A nest of pit vipers?? But, but, but - I'm so NICE, really! Too nice! I just am passionate about certain things, and am privy to discussions all over the place with people much smarter than me - especially about political issues - who have convinced me of the correctness of my point of view. And fighting with insurance companies has convinced me that they are evil, puerile, worthless bloodsucking stains on society, and the worst possible way to deliver health care - and THEY are behind the bastardized, watered-down, worse-than-it-was-before effect on people who HAD employer paid/subsidized health insurance before. The insurance companies and their paid congressional TOADIES delivered us an ACA that they hoped would be DOA - but I think that what is going to happen is that people are going to "get it" and start demanding it be improved, that the fetters be removed, and that we get a decent health care system that is a better version of Medicare for all (and then the reimbursements will even out, and more doctors will be willing to be part of being able to deliver more health care with fewer administrative burdens). It could happen, and I think that it will.

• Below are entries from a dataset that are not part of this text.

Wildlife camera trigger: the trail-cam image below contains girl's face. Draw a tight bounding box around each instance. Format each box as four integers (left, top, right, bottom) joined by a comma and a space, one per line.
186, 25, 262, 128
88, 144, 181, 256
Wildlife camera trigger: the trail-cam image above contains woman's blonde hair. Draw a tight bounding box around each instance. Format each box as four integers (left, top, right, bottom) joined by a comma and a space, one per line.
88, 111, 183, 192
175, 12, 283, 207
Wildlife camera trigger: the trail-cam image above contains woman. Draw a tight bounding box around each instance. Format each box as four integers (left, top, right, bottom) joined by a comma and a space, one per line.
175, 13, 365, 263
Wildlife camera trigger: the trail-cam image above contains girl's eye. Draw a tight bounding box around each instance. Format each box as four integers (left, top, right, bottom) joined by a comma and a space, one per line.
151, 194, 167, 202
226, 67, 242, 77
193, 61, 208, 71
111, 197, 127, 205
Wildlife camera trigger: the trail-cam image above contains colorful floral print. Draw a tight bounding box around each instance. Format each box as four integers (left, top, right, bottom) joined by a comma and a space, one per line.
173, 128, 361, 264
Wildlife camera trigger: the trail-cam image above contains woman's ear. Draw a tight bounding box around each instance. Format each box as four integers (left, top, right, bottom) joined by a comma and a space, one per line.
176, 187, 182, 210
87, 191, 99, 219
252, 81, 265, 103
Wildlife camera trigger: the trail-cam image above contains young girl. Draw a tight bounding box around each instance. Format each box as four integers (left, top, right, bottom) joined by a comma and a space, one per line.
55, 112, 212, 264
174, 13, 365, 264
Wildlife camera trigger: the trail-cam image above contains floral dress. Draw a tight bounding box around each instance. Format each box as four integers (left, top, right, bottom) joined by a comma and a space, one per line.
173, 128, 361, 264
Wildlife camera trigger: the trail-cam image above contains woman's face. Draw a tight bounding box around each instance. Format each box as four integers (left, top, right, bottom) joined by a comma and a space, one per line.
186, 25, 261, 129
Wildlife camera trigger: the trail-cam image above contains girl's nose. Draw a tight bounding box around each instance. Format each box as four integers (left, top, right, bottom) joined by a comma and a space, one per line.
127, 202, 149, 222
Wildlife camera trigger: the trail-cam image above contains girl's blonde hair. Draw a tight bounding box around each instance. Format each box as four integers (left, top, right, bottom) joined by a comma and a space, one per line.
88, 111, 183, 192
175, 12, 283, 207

I see the situation as being somewhat akin to what is going on in patent law right now. The Supreme Court (SCOTUS) has over the last few years BUTCHERED some cases, CHANGING long-established principles of the law for the worse. Interestingly, some of the reasons behind it are a strange concatenation of lobbying from the computer giants, who want to undermine patent law (it doesn't really suit their short term interests anyway, but can be exploited by small inventors with good ideas who then sell their inventions to well-funded invention companies who then sue the big computer companies for infringement - the so-called "patent troll" problem), but the same principles involved - patentability of methods of doing business, "abstract ideas" (which SCOTUS cannot define but doesn't like the smell of) and "natural laws" - has caught up biotech companies in the latter (by design, and exploited by biotech wanna-be infringers. The latter have managed to get SCOTUS to extend their anti-patent stance to find as not even patent eligible, inventions that have LONG been considered patentable, like isolated genes, proteins and other products, and diagnostic methods (because they only measure "naturally-occurring correlations, e.g., something in the blood and that the patient has a disease.
So SCOTUS made rules about particular cases - but in fact, the Patent Office thinks SCOTUS got it wrong. But they are an administrative agency - so they can't change the law. So, to express their unhappiness with it (this is MY interpretation), the Patent Office read the stupid SCOTUS cases and extended the exclusions from patent eligibility as FAR as they could, reading the cases in the way that was WORST for the inventors. Why? So they would scream to Congress to fix the law to overrule SCOTUS. Because that's the only way to fix it.
And I think the same thing is going to happen with the ACA.